Paolo sapeva che, con la sua canna armata in quel modo, avrebbe potuto pescare sino al buio, guardando sulla plastica il riflesso delle luci elettriche delle case affacciate alla riviera Armando Diaz, appena sopra le mura entro cui era contenuto il centro storico del paese.

Quella sera, di coda alla scia d’una barca che rientrava, dopo aver appena calato i conzi per la notte, gli sembrò di scorgere una pinna, appena sotto il bordo dell’acqua, appuntita e veloce e il dorso grande, spezzato dalle onde e confuso, di un immenso pesce color acciaio e ombra.

Una aguglia imperiale.

Grande forse poco meno della barca che pareva seguire.

Paolo s’era sentito le gambe sparire e lo stomaco contrarsi, come prima di vedere un cane che, da lontano abbaiasse furioso correndo verso di lui. La sua canna da pesca era poggiata appena nell’incavo di uno scoglio. Un pesce del genere mai avrebbe immaginato di veder avvicinato a terra e voleva buttarsi in acqua, per prenderlo, con le mani, di certo più forti dei piccoli ami che un breve cenno della testa di quell’aguglia, avrebbe sfrantumato come pane secco.

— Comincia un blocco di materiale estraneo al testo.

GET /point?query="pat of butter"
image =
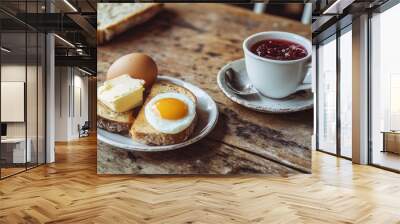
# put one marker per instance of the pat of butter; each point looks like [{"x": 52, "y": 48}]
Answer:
[{"x": 122, "y": 93}]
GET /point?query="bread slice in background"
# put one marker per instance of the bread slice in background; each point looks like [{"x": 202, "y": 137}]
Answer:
[
  {"x": 115, "y": 18},
  {"x": 114, "y": 121},
  {"x": 143, "y": 132}
]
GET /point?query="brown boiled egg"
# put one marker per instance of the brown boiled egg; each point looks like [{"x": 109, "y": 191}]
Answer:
[{"x": 136, "y": 65}]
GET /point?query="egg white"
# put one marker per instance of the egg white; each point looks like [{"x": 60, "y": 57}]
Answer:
[{"x": 165, "y": 125}]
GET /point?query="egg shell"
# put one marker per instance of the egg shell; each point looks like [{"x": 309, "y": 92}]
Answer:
[{"x": 137, "y": 65}]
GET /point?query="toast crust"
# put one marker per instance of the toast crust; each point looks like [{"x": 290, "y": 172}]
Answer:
[
  {"x": 113, "y": 121},
  {"x": 148, "y": 10},
  {"x": 144, "y": 133}
]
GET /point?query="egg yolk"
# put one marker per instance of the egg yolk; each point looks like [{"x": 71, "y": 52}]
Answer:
[{"x": 171, "y": 108}]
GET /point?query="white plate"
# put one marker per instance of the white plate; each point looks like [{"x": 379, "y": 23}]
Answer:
[
  {"x": 296, "y": 102},
  {"x": 206, "y": 110}
]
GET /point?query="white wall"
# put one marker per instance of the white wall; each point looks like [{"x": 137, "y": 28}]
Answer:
[{"x": 70, "y": 83}]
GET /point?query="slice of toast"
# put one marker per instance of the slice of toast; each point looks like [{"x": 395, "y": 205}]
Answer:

La voce strozzata, che voleva gridare.

E, distintamente, vide la sagoma del pesce fermarsi, un istante prima di curvare verso il porto chiuso, e tornare indietro con uno scatto potente della coda. Paolo deglutiva senza saliva nella bocca e senza neppure parole da pensare, mentre il pesce riguadagnava il mare denso di lame gialle di luce, svanendo dalla sua vista.

Paolo si guardò intorno, ed avvertì il silenzio che lo circondava come una bolla di plastica trasparente, e non gli era rimasto nulla di quell’incontro, mentre la sfera s’apriva ed iniziava ad accorgersi del rumore del motore entrobordo della barca appena passata, che s’allontanava. Solo le onde leggere della sua scia, che andavano slargandosi e perdendosi sotto le ombre del molo, gli restavano negli occhi.

Non era arrabbiato, perché non aveva potuto pescare un pesce così.

Aveva capito che quell’aguglia imperiale era come il mattino dopo un sogno bellissimo, quando cominciava un giorno nuovo e tra le mani non restava nulla.

Tornò a casa, quella sera, senza aver nemmeno provato a pescare.

Sapeva che il mare gli aveva mostrato un suo respiro nascosto e che, per quella sera, non avrebbe permesso che altro gli fosse portato via.

Non lo avrebbe raccontato a nessuno, quel pesce.

Forse aveva visto solo il riflesso di un suo desiderio.